US consumer prices rose more than forecast in June, hitting an annual pace of 9.1 per cent, a fresh 40-year high that cements expectations of another historically large 0.75 percentage point Federal Reserve interest rate rise this month.
The consumer price index published by the Bureau of Labor Statistics on Wednesday further accelerated last month, above economists’ estimates for an 8.8 per cent increase. It marked the fastest year-over-year increase since November 1981.
Prices jumped another 1.3 per cent month on month in June, following a 1 per cent rise in May.
Once volatile items like food and energy are stripped out, “core” inflation increased 0.7 per cent, compared with May’s 0.6 per cent advance. That translated to an annual increase of 5.9 per cent, roughly in line with the 6 per cent pace reported the month earlier.
The data will spur the US central bank’s efforts to restore price stability, which dramatically intensified last month after officials abandoned previously-laid plans to deliver a half-point rate rise and instead implemented the first 0.75 percentage point increase since 1994.
Policymakers have also signalled their intent to raise rates to a level — estimated to be around 3.5 per cent — that begins to restrain economic activity by the end of the year. They are seeking to maintain an aggressive approach to tightening monetary policy until there is evidence that monthly inflation readings are decelerating towards a pace more consistent with the Fed’s 2 per cent target.
Treasury yields jumped following the inflation report, with the yield on the two-year note, which moves with interest rate expectations, reaching its highest level since late June. It steadied at 3.2 per cent.

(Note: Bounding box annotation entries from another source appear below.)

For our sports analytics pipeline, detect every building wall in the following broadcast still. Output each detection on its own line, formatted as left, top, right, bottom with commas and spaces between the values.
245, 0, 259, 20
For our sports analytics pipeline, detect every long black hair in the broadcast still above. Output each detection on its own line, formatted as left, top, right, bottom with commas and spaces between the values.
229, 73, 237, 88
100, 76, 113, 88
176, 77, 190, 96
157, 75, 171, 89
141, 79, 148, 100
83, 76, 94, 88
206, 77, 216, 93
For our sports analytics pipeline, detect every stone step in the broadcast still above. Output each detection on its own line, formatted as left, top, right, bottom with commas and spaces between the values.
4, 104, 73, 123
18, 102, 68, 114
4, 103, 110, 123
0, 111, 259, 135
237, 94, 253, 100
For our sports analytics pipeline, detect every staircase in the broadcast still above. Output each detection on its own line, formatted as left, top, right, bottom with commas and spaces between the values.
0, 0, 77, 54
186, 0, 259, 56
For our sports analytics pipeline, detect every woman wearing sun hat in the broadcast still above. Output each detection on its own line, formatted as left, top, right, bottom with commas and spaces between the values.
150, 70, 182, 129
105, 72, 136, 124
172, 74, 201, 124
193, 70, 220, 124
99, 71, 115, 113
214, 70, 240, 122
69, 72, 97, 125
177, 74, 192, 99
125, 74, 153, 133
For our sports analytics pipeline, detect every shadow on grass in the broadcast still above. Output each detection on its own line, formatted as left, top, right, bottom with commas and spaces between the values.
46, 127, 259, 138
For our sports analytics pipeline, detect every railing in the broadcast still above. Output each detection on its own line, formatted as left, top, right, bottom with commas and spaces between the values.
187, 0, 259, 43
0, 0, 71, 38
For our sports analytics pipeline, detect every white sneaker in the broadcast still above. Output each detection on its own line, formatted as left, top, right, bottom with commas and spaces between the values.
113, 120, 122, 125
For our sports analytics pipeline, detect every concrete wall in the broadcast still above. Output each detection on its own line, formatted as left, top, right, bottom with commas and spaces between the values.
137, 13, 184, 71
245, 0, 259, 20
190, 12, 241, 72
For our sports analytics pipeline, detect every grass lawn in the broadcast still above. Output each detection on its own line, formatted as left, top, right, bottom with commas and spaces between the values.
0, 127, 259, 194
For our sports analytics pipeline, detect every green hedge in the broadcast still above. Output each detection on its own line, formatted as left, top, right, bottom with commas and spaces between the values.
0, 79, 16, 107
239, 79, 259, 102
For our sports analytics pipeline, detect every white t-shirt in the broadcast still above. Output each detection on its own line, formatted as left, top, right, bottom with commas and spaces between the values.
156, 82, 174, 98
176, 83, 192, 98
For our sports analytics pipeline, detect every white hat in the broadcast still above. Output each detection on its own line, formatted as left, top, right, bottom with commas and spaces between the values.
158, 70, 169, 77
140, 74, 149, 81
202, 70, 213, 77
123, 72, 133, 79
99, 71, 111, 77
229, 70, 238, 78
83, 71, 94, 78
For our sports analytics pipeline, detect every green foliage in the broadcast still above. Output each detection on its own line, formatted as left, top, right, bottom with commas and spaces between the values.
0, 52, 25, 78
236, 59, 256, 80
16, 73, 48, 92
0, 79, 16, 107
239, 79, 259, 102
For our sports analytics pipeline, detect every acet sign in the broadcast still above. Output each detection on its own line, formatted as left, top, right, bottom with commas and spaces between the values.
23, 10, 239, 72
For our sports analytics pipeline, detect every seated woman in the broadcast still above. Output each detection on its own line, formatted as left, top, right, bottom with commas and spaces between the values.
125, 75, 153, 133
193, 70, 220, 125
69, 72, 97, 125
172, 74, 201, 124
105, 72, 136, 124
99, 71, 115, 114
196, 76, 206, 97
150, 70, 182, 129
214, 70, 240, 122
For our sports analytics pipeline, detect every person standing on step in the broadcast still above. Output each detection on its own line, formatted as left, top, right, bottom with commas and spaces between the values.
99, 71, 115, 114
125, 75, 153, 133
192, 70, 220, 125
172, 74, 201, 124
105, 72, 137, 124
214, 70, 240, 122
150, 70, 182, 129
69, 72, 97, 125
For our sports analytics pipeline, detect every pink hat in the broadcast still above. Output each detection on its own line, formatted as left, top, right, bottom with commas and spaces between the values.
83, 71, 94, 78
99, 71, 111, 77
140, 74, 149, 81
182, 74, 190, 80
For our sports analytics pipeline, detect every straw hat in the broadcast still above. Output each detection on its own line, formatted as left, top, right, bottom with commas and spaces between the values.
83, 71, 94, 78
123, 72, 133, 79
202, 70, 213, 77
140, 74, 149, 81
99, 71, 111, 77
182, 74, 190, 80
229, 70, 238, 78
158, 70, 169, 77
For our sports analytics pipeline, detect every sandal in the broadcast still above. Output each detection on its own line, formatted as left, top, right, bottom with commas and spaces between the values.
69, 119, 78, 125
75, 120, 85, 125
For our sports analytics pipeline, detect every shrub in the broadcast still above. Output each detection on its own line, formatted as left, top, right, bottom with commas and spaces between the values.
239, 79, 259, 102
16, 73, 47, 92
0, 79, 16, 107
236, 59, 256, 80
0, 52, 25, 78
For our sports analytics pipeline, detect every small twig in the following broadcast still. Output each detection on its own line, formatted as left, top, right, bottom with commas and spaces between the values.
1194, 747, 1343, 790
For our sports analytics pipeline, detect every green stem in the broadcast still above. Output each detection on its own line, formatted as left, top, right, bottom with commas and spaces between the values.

Following the report, futures markets priced in a roughly 30 per cent chance of a 1 percentage point increase in July. But the consensus remains that the Fed will raise rates by 0.75 percentage points, the same size increase as in June.
The monthly inflation gains were “broad-based”, according to the BLS, but a 7.5 per cent increase in the energy index contributed to nearly half of the jump in headline inflation. Petrol prices alone rose 11.2 per cent in June, while food prices were up 1 per cent. Prices for new and used vehicles continued their ascent, rising 0.7 per cent and 1.6 per cent, respectively.
In a worrisome sign, services inflation, excluding-energy, climbed 0.7 per cent on a monthly basis and was up 5.5 per cent compared to the same time last year. Shelter-related costs drove a significant portion of the increase, rising 0.6 per cent for the month or 5.6 per cent on a year-over-year basis. That is the biggest annual increase since February 1991. Prices for transportation services and medical care also increased.
One outlier was airline fares, which slid 1.6 per cent following two months of double-digit growth.
The Biden administration, whose popularity has plummeted against the backdrop of soaring inflation, this week sought to get ahead of June’s high figure and played down the acceleration, emphasising that the data covered a period prior to a sharp drop in prices for energy and other commodities.
Brent crude, the international oil benchmark which had climbed to almost $140 a barrel in early March following Russia’s invasion of Ukraine, this month slumped below $100 a barrel. Food prices globally have also moderated from historic highs.
On Tuesday afternoon, a fake version of the June report circulated online stating that prices had risen at an annual rate of 10.2 per cent, forcing the Bureau of Labor Statistics to publicly discredit it.
Should the Fed raise rates by another three quarters of a percentage point at its July meeting, as expected, the target range of the federal funds rate will rise to 2.25 to 2.50 per cent.
Alongside these actions, which include shrinking its $9tn balance sheet, the Fed has stepped up its rhetoric about not only its “unconditional” commitment to lowering inflation, but also what it is willing to risk in terms of the economic recovery to do so.
While labour demand has remained extremely strong, with another 372,000 jobs created last month alone, economists fear that momentum will soon ease as the US economy hurtles towards a recession at some point next year.
The Fed has already begun to acknowledge unemployment will need to rise, with officials most recently forecasting joblessness to inch up from the current historically low level of 3.6 per cent to just above 4 per cent by the end of 2024.
Many economists believe a more accurate estimate is in the vicinity of 5 per cent, translating to significantly more job losses.